• POJ 1364 King (差分约束)


    King
    Time Limit: 1000MS   Memory Limit: 10000K
    Total Submissions: 8534   Accepted: 3221

    Description

    Once, in one kingdom, there was a queen and that queen was expecting a baby. The queen prayed: ``If my child was a son and if only he was a sound king.'' After nine months her child was born, and indeed, she gave birth to a nice son. 
    Unfortunately, as it used to happen in royal families, the son was a little retarded. After many years of study he was able just to add integer numbers and to compare whether the result is greater or less than a given integer number. In addition, the numbers had to be written in a sequence and he was able to sum just continuous subsequences of the sequence. 

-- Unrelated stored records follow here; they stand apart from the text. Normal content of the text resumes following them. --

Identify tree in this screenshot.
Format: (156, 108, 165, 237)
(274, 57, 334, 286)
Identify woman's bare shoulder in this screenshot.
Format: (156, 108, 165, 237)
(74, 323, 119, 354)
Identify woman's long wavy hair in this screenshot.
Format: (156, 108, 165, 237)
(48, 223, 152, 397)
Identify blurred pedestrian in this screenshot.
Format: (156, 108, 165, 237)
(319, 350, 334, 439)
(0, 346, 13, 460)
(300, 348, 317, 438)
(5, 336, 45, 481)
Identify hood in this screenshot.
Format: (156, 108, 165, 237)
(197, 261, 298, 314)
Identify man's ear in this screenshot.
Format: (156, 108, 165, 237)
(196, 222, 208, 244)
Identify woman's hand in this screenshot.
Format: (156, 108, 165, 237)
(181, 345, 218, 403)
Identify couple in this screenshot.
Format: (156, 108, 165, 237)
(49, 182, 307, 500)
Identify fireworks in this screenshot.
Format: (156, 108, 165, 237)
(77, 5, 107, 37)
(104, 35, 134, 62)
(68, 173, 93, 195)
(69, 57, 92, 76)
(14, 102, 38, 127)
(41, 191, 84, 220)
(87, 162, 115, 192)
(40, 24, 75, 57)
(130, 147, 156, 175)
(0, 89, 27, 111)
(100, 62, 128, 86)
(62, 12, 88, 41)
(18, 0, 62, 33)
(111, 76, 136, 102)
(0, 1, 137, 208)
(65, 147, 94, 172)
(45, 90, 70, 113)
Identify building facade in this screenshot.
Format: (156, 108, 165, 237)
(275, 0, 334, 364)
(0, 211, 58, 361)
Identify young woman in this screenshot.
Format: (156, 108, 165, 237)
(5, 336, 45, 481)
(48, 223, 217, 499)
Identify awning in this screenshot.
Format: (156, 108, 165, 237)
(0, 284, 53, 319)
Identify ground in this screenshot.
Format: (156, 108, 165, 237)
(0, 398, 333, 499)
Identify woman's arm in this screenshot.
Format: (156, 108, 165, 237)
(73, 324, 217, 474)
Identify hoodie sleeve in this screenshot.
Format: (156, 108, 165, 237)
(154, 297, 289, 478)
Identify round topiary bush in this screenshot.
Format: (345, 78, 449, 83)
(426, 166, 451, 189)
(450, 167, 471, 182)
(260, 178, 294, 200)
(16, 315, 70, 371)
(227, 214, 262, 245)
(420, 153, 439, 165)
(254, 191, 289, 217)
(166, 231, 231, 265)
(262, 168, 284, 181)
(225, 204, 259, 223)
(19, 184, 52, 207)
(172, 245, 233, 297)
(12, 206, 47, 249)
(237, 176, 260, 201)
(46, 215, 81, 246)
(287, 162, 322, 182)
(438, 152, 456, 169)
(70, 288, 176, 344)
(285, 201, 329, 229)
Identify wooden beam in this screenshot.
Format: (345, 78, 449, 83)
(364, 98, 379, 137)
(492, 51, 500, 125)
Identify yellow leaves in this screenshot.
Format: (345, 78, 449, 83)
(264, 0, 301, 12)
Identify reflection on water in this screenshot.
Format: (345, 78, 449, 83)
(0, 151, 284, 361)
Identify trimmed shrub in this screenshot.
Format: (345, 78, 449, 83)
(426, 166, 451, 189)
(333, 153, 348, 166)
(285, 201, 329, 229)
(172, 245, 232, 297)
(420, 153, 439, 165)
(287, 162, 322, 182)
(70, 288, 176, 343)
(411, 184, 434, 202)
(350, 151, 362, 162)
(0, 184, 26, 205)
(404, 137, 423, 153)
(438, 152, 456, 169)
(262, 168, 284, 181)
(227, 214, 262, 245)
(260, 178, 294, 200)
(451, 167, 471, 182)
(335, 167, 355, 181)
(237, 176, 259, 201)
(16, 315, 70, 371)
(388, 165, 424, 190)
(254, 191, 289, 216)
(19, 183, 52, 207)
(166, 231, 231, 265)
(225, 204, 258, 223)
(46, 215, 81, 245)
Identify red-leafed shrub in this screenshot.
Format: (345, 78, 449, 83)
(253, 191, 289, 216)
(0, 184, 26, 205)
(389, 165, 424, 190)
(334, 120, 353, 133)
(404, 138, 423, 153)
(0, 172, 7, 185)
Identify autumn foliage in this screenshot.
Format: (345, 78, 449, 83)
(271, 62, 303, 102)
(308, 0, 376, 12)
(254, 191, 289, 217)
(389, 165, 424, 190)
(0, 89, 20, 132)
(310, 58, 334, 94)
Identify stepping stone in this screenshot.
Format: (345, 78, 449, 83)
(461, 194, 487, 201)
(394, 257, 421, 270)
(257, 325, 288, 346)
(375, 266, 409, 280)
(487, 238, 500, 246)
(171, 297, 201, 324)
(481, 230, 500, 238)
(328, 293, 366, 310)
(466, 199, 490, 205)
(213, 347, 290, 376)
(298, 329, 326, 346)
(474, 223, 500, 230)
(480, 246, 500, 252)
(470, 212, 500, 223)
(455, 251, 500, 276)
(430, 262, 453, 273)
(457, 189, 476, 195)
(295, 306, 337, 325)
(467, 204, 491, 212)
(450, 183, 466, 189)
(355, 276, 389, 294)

    The old king was very unhappy of his son. But he was ready to make everything to enable his son to govern the kingdom after his death. With regards to his son's skills he decided that every problem the king had to decide about had to be presented in a form of a finite sequence of integer numbers and the decision about it would be done by stating an integer constraint (i.e. an upper or lower limit) for the sum of that sequence. In this way there was at least some hope that his son would be able to make some decisions. 

    After the old king died, the young king began to reign. But very soon, a lot of people became very unsatisfied with his decisions and decided to dethrone him. They tried to do it by proving that his decisions were wrong. 

    Therefore some conspirators presented to the young king a set of problems that he had to decide about. The set of problems was in the form of subsequences Si = {aSi, aSi+1, ..., aSi+ni} of a sequence S = {a1, a2, ..., an}. The king thought a minute and then decided, i.e. he set for the sum aSi + aSi+1 + ... + aSi+ni of each subsequence Si an integer constraint ki (i.e. aSi + aSi+1 + ... + aSi+ni < ki or aSi + aSi+1 + ... + aSi+ni > ki resp.) and declared these constraints as his decisions. 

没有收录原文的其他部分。